Dom Przestronny:)
Dzisiejsza wizyta na budowie wprowadziła mnie w stan... niepewności. Wszystko takie rozgrzebane i niedokończone. Wszędzie bałagan że szkoda gadać Jutro ma być chłopak od kuchni a ja nie wiem co i jak w tym bałaganie. Trudno to jakoś ogarnąć w obecnym stanie.
Przydałyby się płytki na podłogi na dole. Nadal nie mam informacji kiedy będzie ten gres Glazurnik mógłby już je układać a tu klops. Płytek nie ma i nie wiem co teraz robić. Mógłby układać podłogę w wiatrołapie ale trochę szkoda mi tego marmuru. Jeszcze tyle będzie wnoszone i wogóle....nikt nie szanuje więc muszę sama na wszystko uważać To chyba zrobi na końcu.
Muszę znów iść do Praktikera i pytać o ten mój gres
Największy problem mamy nadal z łazienką na górze.
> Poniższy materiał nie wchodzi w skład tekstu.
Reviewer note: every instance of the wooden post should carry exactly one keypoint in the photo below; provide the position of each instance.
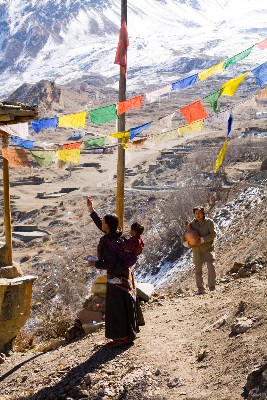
(7, 213)
(121, 128)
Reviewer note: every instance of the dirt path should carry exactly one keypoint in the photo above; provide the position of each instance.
(185, 351)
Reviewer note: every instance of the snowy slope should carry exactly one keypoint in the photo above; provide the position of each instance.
(62, 40)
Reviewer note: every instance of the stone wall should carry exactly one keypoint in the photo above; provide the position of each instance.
(15, 307)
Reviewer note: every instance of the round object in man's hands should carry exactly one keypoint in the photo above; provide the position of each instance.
(192, 237)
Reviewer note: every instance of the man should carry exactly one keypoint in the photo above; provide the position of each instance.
(203, 251)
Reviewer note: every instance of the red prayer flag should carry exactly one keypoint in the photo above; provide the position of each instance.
(193, 112)
(262, 45)
(135, 102)
(121, 54)
(74, 145)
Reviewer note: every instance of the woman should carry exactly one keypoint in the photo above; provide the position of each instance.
(120, 316)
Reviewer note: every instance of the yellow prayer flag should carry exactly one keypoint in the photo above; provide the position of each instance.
(220, 157)
(72, 120)
(196, 126)
(72, 155)
(215, 69)
(229, 87)
(120, 135)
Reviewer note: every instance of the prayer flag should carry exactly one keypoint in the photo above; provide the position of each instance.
(96, 142)
(37, 126)
(196, 126)
(16, 157)
(220, 157)
(212, 98)
(229, 88)
(169, 135)
(237, 57)
(153, 96)
(136, 144)
(74, 145)
(217, 119)
(135, 102)
(260, 73)
(229, 127)
(121, 53)
(166, 121)
(262, 45)
(215, 69)
(72, 120)
(21, 130)
(193, 112)
(44, 158)
(26, 143)
(72, 155)
(104, 114)
(183, 83)
(137, 130)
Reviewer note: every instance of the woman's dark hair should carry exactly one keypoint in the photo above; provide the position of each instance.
(112, 221)
(200, 208)
(139, 229)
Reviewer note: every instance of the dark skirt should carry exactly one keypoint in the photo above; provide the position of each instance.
(120, 315)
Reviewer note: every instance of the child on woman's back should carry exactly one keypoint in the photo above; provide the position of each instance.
(135, 243)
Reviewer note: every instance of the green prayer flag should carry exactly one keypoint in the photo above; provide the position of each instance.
(212, 98)
(237, 57)
(96, 142)
(103, 114)
(44, 158)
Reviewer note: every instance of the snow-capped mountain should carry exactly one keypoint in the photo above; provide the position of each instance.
(62, 40)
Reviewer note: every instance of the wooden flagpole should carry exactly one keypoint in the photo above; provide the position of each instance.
(121, 128)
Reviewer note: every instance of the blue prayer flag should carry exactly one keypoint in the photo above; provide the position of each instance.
(25, 143)
(136, 131)
(260, 73)
(37, 126)
(183, 83)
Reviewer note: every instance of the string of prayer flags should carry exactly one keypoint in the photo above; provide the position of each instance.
(104, 114)
(217, 119)
(73, 120)
(16, 157)
(135, 102)
(229, 125)
(69, 155)
(20, 130)
(137, 130)
(220, 157)
(137, 144)
(121, 53)
(237, 57)
(193, 112)
(44, 158)
(169, 135)
(166, 121)
(260, 73)
(215, 69)
(196, 126)
(37, 126)
(74, 145)
(25, 143)
(262, 45)
(154, 96)
(183, 83)
(95, 142)
(229, 88)
(213, 98)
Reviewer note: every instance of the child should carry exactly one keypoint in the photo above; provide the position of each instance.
(135, 243)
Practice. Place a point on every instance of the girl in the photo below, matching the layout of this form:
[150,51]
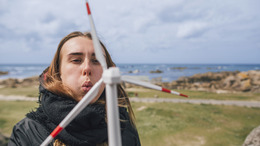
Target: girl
[72,73]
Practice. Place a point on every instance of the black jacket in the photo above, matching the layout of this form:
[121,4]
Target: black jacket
[88,128]
[30,133]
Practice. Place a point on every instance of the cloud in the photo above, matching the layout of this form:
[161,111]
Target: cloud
[134,31]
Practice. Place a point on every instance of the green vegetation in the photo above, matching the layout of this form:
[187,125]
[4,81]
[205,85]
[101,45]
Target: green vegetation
[142,92]
[165,123]
[188,124]
[168,123]
[13,111]
[22,91]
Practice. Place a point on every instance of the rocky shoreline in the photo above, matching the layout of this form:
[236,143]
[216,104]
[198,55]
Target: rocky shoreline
[235,81]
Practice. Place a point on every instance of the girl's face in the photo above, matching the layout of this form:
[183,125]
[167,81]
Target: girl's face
[79,68]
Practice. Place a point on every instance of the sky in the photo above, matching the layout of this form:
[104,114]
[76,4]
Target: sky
[135,31]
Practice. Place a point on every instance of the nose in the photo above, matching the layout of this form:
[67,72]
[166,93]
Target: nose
[86,69]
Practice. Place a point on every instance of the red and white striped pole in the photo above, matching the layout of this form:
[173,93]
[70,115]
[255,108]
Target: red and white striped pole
[152,86]
[98,49]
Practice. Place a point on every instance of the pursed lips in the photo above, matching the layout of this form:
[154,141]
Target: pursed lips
[87,86]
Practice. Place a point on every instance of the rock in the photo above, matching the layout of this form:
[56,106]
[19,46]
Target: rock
[156,71]
[253,139]
[156,80]
[215,81]
[3,72]
[14,83]
[3,140]
[179,68]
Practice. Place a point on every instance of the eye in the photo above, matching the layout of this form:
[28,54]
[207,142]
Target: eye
[76,60]
[95,61]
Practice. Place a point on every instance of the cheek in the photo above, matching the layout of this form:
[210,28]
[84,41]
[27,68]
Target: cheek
[97,73]
[69,75]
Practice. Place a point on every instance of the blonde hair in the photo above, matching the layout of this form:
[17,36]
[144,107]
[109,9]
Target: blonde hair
[53,83]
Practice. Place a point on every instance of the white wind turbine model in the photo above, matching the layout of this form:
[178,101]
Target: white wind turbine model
[111,77]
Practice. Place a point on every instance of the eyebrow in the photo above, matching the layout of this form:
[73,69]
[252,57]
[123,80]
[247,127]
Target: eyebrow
[80,53]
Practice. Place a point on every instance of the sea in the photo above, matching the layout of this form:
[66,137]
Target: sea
[168,72]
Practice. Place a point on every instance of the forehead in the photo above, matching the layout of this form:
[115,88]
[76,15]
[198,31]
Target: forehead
[78,44]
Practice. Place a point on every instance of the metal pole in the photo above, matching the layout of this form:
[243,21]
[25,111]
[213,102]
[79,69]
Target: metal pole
[111,78]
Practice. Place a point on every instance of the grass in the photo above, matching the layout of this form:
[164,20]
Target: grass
[169,123]
[23,91]
[141,92]
[165,123]
[13,111]
[188,124]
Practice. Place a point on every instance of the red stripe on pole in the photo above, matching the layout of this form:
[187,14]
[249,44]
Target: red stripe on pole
[183,95]
[166,90]
[56,131]
[88,9]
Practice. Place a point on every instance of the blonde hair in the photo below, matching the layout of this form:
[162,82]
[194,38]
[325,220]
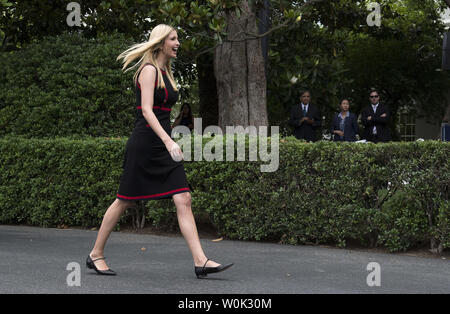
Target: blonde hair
[148,52]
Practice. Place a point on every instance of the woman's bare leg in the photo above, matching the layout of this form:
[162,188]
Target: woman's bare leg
[188,228]
[110,220]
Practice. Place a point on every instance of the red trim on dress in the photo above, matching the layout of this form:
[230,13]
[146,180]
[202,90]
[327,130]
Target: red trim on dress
[156,107]
[154,195]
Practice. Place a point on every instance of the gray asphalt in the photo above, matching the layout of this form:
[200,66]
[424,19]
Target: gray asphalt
[34,260]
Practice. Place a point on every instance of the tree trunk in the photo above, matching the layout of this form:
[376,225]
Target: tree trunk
[240,74]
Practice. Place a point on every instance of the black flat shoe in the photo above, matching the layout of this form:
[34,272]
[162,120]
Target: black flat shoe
[203,272]
[90,264]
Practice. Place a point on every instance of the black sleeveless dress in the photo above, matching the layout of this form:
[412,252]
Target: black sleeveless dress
[149,172]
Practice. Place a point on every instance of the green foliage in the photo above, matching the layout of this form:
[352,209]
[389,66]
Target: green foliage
[66,85]
[393,195]
[335,54]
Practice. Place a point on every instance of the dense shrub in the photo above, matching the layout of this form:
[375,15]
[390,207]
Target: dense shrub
[66,85]
[395,195]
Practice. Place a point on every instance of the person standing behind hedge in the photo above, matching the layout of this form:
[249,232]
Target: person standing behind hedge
[305,118]
[345,124]
[375,117]
[152,168]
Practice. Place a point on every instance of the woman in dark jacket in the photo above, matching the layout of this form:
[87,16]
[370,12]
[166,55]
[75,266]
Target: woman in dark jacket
[345,124]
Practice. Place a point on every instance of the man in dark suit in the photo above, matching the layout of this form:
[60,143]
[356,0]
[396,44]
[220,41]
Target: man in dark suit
[305,118]
[375,117]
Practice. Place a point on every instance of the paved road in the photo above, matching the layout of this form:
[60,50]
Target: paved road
[34,260]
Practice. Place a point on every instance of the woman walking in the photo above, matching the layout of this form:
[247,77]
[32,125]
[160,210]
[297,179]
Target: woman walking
[153,168]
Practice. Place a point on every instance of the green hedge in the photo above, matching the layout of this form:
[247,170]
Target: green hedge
[66,85]
[393,195]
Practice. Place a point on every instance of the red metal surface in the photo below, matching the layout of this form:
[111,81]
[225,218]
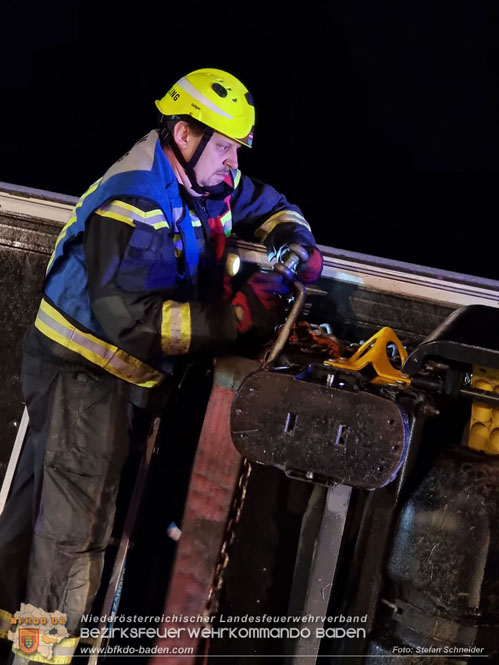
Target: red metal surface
[213,479]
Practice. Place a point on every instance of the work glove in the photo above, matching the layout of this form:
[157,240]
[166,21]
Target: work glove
[257,304]
[309,272]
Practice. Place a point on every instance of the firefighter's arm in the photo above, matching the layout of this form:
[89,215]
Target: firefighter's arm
[260,213]
[146,322]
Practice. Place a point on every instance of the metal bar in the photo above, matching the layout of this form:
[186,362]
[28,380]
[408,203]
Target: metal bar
[320,553]
[111,601]
[14,459]
[286,328]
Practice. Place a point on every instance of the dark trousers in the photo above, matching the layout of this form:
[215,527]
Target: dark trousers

Nie ma płytek, nie wiemy jakie kupić, nie możemy się dogadać. Odkładam ten sporny temat jak mogę najdalej ale nie można juz dłużej Musimy zamówić płytki robić tę łazienke bo potem to bedą juz podłogi i wogóle....Znów musiałby byc bałagan na górze.
Może ten tydzień przyniesie postępy w pracach. Może wreszcie bedzie coś widać bo narazie to rozpierducha i tyle.